France | France, Conseil d'État, 7ème chambre, 17 mai 2021, 448319


Vu la procédure suivante :

La société Axeria Iard a demandé au juge des référés du tribunal administratif de Grenoble de condamner, sur le fondement de l'article R. 541-1 du code de justice administrative, la société Hydrétudes, la société Generali Iard et la société Forézienne d'entreprises à lui verser la somme de 213 321,64 euros à titre de provision. Par une ordonnance n° 1907560 du 14 mai 2020, le juge des référés du tribunal administratif de Grenoble a condamné les sociétés Hydrétudes et Generali Iard à verser à la société Axeria Iard une provision de

213 321,64 euros.

Par une ordonnance n° 20LY01526 du 17 décembre 2020, le juge de...

Vu la procédure suivante :

La société Axeria Iard a demandé au juge des référés du tribunal administratif de Grenoble de condamner, sur le fondement de l'article R. 541-1 du code de justice administrative, la société Hydrétudes, la société Generali Iard et la société Forézienne d'entreprises à lui verser la somme de 213 321,64 euros à titre de provision. Par une ordonnance n° 1907560 du 14 mai 2020, le juge des référés du tribunal administratif de Grenoble a condamné les sociétés Hydrétudes et Generali Iard à verser à la société Axeria Iard une provision de 213 321,64 euros.

Par une ordonnance n° 20LY01526 du 17 décembre 2020, le juge des référés de la cour administrative d'appel de Lyon a, sur appel de la société Hydrétudes et de la société Generali Iard, d'une part, annulé l'ordonnance du juge des référés du tribunal administratif en tant qu'elle condamnait la société Generali Iard et rejeté les conclusions dirigées contre cette société comme portées devant une juridiction incompétente pour en connaître et, d'autre part, rejeté le surplus de la requête d'appel.
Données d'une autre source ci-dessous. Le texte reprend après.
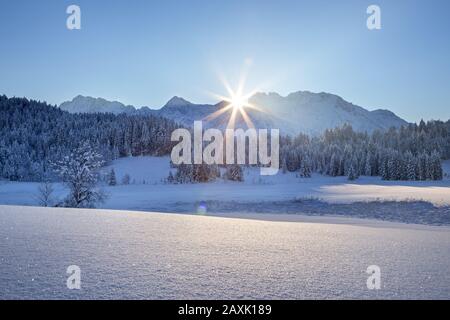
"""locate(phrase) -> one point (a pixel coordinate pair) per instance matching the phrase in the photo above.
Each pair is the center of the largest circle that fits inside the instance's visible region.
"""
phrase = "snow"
(129, 255)
(425, 202)
(301, 111)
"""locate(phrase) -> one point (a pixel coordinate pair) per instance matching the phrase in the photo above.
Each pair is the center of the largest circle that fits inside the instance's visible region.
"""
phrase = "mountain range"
(299, 112)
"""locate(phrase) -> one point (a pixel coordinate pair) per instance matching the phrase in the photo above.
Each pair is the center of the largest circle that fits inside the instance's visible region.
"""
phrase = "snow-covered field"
(134, 255)
(282, 193)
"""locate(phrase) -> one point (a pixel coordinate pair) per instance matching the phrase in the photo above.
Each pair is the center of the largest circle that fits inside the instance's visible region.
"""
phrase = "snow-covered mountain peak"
(177, 102)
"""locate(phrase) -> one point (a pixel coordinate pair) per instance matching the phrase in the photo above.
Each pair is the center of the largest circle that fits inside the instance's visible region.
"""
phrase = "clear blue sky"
(145, 52)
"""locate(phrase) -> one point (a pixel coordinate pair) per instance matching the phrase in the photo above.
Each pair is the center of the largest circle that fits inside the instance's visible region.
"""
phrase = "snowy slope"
(302, 111)
(129, 255)
(423, 202)
(82, 104)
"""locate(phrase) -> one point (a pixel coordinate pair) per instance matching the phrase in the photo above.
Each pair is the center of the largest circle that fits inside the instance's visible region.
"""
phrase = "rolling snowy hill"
(130, 255)
(299, 112)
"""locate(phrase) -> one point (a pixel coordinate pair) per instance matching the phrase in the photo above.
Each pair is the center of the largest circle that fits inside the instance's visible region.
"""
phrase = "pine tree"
(126, 179)
(112, 181)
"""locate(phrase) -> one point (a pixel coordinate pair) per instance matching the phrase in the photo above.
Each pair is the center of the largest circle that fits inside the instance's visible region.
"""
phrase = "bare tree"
(80, 172)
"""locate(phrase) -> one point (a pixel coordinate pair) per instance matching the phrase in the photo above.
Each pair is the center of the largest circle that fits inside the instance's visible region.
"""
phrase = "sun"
(238, 102)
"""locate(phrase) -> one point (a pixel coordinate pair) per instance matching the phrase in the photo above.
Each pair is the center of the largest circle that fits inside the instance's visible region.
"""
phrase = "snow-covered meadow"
(367, 197)
(132, 255)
Par un pourvoi sommaire, un mémoire complémentaire et un mémoire en réplique, enregistrés les 4 et 15 janvier et le 9 avril 2021 au secrétariat du contentieux du Conseil d'Etat, la société Hydrétudes demande au Conseil d'Etat :

1°) d'annuler cette ordonnance en tant qu'elle a rejeté sa requête d'appel ;

2°) statuant en référé, de faire droit à sa requête d'appel ;

3°) de mettre à la charge de la société Axeria Iard la somme de 4 000 euros au titre de l'article L. 761-1 du code de justice administrative.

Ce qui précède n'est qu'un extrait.